Variable | Slow occlusion | Fast occlusion | P-value | ||
---|---|---|---|---|---|
Mean | Stdev | Mean | Stdev | ||
VOL – aneurysm volume | 0.723 | 0.495 | 0.205 | 0.238 | 0.0299 |
SIZE – maximum diameter | 1.393 | 0.294 | 0.900 | 0.235 | 0.0239 |
AREA – aneurysm area | 1.806 | 0.678 | 0.982 | 0.372 | 0.0375 |
NECK – neck area | 0.365 | 0.082 | 0.144 | 0.078 | 0.0151 |
DEPTH – maximum distance to neck | 0.920 | 0.255 | 0.687 | 0.197 | 0.0891 |
AR – aspect ratio | 1.238 | 0.375 | 1.539 | 0.427 | 0.3917 |
ICI – inflow concentration index | 0.013 | 0.035 | 0.007 | 0.010 | 0.2817 |
Q – aneurysm inflow rate | 0.155 | 0.095 | 0.047 | 0.053 | 0.0239 |
KE – kinetic energy | 1.283 | 1.010 | 0.519 | 0.967 | 0.0468 |
SR – shear rate | 7.160 | 3.326 | 4.009 | 3.514 | 0.0722 |
VE - velocity | 0.506 | 0.298 | 0.221 | 0.241 | 0.0582 |
VO - vorticity | 7.714 | 4.220 | 4.294 | 4.221 | 0.0891 |
VD – viscous dissipation | 2.807 | 1.664 | 1.650 | 2.353 | 0.1968 |
WSSmax – maximum WSS | 92.635 | 95.690 | 63.854 | 32.524 | 0.7726 |
WSSmin – minimum WSS | 0.000 | 0.000 | 0.000 | 0.000 | 0.6862 |
<WSS> - mean WSS | 0.684 | 0.233 | 0.407 | 0.275 | 0.0891 |
LSA – low WSS area | 59.908 | 28.391 | 69.925 | 29.239 | 0.5274 |
SCI – WSS concentration index | 10.888 | 15.718 | 11.549 | 9.296 | 0.3917 |
OSImax – maximum oscillatory shear index | 0.489 | 0.008 | 0.484 | 0.031 | 0.6042 |
<OSI> - mean oscillatory shear index | 0.319 | 0.119 | 0.371 | 0.109 | 0.2817 |
CORELEN – vortex coreline length | 1.352 | 0.562 | 1.127 | 0.469 | 0.6862 |
PODENT – entropy of POD modes | 0.720 | 0.250 | 0.588 | 0.206 | 0.3335 |
MATT – mean aneurysm transit time | 6.222 | 4.441 | 14.060 | 15.209 | 0.5274 |
Ratios of mean geometric and hemodynamic variables of the slow over the fast occlusion groups are graphically presented in Figure 1. Bars above 1 indicate that the mean value of the slow occlusion group is larger than the mean value of the fast occlusion group. Statistically significant differences are indicated by a * above the corresponding bar.

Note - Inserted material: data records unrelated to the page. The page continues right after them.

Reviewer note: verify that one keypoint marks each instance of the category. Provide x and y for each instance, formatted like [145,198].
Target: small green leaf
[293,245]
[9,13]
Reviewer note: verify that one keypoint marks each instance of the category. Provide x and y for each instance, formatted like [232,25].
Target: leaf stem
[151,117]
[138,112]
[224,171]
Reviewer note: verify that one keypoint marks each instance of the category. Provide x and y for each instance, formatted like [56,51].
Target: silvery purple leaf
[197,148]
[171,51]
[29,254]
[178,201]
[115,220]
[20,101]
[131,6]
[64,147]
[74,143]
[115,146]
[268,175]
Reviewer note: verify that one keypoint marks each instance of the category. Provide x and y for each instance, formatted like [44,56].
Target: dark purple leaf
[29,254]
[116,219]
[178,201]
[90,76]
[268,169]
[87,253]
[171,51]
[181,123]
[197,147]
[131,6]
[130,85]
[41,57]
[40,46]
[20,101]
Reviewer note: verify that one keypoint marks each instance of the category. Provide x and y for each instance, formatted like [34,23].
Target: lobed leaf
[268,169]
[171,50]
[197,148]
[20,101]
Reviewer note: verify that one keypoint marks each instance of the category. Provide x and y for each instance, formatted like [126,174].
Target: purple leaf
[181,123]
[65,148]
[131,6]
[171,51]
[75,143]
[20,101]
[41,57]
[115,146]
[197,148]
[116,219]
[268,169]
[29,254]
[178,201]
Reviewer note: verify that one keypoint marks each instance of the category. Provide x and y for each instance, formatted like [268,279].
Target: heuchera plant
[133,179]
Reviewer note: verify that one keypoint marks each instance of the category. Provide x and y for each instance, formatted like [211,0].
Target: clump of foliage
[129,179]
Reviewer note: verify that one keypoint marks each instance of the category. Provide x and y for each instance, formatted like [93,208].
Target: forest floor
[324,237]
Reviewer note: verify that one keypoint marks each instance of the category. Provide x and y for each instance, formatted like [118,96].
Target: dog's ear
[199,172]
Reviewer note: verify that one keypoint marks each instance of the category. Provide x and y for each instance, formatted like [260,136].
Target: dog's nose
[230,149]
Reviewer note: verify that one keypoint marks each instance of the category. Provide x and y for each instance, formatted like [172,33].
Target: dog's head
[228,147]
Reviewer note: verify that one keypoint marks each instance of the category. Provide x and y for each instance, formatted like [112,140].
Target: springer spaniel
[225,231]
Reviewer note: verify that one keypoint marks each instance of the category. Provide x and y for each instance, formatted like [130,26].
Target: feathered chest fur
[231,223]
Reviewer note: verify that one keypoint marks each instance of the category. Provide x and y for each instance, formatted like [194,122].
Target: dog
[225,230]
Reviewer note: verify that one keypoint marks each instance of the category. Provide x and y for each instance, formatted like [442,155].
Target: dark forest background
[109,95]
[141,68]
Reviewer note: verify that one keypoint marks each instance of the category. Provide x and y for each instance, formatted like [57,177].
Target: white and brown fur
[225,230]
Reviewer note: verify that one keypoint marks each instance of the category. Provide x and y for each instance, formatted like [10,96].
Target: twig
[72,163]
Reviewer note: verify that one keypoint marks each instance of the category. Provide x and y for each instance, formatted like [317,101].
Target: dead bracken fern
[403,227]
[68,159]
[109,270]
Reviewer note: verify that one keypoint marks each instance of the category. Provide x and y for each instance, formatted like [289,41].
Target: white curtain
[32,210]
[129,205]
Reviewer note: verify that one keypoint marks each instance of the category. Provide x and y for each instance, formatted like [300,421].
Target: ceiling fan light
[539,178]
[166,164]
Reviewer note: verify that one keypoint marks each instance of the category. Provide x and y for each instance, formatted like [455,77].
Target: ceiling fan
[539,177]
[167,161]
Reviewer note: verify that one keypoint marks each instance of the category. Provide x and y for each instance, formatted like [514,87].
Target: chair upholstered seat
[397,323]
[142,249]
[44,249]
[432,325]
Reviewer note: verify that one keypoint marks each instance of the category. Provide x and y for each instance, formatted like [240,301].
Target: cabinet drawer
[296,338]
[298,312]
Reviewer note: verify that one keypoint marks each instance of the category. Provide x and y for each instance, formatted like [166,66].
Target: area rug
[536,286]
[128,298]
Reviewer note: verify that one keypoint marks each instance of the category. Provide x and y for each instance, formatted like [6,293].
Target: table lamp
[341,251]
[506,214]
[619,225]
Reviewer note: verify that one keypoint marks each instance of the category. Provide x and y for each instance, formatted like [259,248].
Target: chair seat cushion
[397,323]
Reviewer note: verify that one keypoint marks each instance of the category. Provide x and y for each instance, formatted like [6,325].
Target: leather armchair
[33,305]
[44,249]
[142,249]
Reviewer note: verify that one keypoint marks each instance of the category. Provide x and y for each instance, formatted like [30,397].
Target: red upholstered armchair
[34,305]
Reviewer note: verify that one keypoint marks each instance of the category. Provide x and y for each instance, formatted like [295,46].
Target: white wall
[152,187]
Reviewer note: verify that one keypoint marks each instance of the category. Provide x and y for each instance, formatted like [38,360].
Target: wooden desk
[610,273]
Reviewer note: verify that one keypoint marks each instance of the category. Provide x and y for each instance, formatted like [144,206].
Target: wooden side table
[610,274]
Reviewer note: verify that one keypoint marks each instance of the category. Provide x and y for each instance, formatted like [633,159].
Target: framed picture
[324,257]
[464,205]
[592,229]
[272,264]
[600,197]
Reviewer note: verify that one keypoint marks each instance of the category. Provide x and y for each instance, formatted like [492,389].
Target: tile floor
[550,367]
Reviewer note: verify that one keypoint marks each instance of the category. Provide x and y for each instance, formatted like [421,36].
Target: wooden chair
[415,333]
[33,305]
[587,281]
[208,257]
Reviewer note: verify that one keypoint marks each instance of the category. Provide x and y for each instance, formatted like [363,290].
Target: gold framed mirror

Aneurysms in the fast occlusion group had significantly lower mean size (fast=0.900 cm, slow=1.393 cm, p=0.024), volume (fast=0.205 cm3, slow=0.723 cm3, p=0.030), area (fast=0.982 cm2, slow=1.806 cm2, p=0.038), and neck area (fast=0.144 cm, slow=0.365 cm2, p=0.015), than aneurysms in the slow occlusion group. They also had lower mean post-treatment inflow rate (fast=0.047 mL/s, slow=0.155 mL/s, p=0.0239), kinetic energy (fast=0.519 erg, slow=1.283 erg, p=0.0468), and velocity (fast=0.221 cm/s, slow=0.506 cm/s, p=0.0582). However, the differences of the latter two variables were only marginally significant. The inflow concentration, shear rate, vorticity, viscous dissipation and wall shear stress tended to be larger in the slow occlusion group but there was no statistical significance (p>0.05). The maximum and minimum WSS, OSI, the area under low WSS, the flow complexity (corelen) and stability (podent), and mean aneurysm transit time, as well as the aspect ratio and aneurysm depth were not statistically different between the two groups (p>0.05).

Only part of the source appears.